Off-chain workers allow for building a faster, more efficient decentralized exchange.
Interoperability
Parachains and the “blockchain of blockchains” paradigm behind Polkadot let Equilibrium build great products that are interconnected with the entire ecosystem for everyone to use. With the help of common good parachains and third-party bridges, Equilibrium supports a much broader universe of assets compared to current DeFi analogues. Equilibrium already has bridges to the ETH and BSC networks, and will be connected to the entire Polkadot ecosystem as a parachain.
Result
What was the concrete solution or implementation that couldn’t be done without Substrate and is heavily reliant on one or more of the key features of Substrate?

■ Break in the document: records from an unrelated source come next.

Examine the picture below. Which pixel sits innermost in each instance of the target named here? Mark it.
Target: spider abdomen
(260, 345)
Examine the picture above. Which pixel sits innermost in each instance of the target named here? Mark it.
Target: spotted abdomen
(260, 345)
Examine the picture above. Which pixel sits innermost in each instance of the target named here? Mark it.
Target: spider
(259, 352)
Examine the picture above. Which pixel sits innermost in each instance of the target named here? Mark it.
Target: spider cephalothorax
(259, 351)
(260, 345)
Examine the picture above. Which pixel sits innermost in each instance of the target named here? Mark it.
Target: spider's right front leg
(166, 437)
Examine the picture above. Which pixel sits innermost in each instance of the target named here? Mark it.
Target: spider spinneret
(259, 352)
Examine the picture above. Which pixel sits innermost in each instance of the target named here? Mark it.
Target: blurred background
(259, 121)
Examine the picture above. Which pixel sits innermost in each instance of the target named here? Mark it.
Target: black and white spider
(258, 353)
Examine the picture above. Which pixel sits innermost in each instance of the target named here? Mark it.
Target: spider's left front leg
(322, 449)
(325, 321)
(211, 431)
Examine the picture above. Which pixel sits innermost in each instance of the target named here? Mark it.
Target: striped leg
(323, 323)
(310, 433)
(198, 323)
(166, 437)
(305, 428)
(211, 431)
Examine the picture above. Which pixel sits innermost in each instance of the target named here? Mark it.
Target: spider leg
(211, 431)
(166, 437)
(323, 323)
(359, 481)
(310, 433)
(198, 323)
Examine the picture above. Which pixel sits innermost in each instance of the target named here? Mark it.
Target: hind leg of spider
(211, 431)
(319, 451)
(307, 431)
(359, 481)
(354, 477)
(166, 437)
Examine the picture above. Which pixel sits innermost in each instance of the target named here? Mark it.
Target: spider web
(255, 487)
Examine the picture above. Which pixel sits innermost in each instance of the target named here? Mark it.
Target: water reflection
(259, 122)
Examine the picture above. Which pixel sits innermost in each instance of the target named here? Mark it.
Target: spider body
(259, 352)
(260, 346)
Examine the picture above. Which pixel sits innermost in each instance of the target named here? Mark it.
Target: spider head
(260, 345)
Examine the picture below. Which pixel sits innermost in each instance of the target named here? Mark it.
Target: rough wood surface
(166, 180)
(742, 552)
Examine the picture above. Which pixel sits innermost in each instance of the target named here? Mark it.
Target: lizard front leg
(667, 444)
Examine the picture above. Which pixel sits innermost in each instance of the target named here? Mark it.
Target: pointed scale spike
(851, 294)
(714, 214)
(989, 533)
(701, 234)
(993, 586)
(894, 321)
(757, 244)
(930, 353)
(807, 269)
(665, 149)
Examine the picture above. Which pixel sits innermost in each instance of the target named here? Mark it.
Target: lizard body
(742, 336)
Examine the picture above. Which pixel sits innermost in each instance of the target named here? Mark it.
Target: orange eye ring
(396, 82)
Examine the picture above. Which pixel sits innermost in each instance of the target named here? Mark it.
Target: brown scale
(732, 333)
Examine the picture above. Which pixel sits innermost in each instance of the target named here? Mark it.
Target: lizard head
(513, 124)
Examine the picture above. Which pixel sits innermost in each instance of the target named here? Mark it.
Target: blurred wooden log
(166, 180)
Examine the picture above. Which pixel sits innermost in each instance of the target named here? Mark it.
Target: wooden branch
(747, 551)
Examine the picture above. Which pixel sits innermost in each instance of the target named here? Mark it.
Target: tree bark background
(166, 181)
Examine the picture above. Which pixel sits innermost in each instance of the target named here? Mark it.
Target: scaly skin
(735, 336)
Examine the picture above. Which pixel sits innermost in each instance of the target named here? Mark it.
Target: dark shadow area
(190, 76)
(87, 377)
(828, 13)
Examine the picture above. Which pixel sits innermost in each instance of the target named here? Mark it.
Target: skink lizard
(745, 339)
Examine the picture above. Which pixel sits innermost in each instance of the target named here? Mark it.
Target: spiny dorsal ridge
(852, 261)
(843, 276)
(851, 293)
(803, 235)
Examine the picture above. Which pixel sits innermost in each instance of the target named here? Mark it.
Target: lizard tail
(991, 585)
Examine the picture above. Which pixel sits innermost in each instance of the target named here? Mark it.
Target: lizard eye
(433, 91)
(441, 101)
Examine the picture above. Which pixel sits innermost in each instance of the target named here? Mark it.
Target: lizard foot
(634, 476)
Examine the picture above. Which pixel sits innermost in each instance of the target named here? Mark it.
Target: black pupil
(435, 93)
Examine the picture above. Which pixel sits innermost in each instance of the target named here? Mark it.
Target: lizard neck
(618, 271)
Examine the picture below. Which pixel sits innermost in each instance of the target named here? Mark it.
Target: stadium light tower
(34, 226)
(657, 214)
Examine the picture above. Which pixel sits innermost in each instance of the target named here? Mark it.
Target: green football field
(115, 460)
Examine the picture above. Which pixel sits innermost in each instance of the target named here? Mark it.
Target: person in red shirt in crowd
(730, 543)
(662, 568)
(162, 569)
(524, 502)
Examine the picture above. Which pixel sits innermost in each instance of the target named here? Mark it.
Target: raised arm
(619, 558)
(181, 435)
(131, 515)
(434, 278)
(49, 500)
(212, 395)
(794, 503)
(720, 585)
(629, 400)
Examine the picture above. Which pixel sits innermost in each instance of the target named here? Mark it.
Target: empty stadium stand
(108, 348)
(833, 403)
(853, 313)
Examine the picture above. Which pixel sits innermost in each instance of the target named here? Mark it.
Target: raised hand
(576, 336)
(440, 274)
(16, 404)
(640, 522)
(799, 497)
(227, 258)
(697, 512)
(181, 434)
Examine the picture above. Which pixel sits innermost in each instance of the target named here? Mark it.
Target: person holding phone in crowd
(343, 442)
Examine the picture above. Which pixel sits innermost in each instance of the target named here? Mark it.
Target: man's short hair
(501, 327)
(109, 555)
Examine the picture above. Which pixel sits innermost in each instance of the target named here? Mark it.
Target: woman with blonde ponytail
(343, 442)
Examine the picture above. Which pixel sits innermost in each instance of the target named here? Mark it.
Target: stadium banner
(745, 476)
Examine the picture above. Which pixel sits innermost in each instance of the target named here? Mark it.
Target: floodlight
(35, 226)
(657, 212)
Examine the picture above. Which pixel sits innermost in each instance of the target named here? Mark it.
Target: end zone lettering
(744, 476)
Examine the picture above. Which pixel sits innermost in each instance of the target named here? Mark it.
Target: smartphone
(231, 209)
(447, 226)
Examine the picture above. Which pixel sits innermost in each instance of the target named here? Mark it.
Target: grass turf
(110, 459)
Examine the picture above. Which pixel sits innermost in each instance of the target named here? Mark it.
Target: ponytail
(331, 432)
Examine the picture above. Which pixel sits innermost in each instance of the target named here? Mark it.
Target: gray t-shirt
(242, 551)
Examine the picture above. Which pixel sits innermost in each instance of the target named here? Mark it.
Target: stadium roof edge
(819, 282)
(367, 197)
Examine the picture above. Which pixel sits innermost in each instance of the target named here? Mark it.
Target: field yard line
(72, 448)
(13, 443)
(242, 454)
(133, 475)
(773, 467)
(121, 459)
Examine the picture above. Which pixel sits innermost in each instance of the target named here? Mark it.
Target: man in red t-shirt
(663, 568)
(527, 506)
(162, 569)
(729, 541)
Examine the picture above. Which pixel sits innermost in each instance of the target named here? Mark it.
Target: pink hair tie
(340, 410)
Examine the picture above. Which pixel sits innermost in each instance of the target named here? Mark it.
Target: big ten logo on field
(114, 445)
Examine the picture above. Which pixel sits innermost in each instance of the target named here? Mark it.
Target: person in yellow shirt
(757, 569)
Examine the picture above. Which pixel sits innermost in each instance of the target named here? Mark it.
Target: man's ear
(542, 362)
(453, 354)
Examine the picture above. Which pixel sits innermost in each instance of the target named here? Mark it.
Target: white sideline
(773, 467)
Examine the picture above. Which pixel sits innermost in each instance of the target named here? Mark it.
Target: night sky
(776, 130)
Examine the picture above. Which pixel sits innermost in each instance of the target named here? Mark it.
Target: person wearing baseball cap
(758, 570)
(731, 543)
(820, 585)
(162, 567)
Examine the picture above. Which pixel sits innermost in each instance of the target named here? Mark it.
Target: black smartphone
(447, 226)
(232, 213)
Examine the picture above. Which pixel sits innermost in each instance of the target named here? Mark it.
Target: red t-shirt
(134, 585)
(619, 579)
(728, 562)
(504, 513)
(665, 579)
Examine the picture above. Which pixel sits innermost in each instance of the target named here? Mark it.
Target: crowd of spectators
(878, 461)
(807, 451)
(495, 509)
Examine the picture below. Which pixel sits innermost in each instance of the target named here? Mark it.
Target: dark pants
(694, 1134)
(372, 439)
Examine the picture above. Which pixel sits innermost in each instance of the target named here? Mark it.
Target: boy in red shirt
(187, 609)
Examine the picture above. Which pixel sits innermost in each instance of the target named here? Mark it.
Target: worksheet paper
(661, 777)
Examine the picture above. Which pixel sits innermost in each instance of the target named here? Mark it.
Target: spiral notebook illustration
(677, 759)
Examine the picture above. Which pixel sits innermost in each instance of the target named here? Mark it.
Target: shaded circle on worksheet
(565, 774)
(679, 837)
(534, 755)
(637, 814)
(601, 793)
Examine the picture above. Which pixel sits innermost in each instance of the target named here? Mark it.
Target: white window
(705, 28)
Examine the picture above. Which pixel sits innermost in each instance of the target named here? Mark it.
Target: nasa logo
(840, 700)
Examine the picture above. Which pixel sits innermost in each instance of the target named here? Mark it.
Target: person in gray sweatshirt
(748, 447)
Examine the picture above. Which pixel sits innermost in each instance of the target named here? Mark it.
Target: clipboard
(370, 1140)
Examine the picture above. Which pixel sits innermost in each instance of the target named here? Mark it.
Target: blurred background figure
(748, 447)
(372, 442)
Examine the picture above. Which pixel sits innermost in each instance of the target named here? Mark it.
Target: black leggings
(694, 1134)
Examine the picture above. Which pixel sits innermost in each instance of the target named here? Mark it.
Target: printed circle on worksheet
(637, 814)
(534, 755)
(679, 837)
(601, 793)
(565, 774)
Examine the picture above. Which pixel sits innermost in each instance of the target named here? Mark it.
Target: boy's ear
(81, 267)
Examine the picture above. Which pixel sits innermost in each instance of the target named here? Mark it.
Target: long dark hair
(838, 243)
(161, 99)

While all well known DeFi protocols work with aggregates in a ‘one size fits all’ model due to limitations of the underlying technology, Equilibrium leverages Substrate technology to treat each borrower individually.
Off-chain workers let Equilibrium perform heavy computation and introduce additional actions for nodes. With the help of off-chain workers, Equilibrium can manage individual user portfolios with different combinations of collateral assets (positive balances) and debt assets (negative balances).
It is important to make sure that off-chain actions do not lead to ‘unpleasant’ consequences for the blockchain, since they occur without consensus from the entire network. This is where one-way functions come to the rescue. Equilibrium offloads heavy computations to off-chain workers. The end result is better performance and low cost while still being able to validate the computations on chain.
Equilibrium has several validators that are doing this intensive computation work. Since this work should not be duplicated, each separate node works only with its own subset of user accounts. Equilibrium avoids the duplication problem with a validate_unsigned method in the background — transaction dependencies are used to set user processing priority and process each request only once.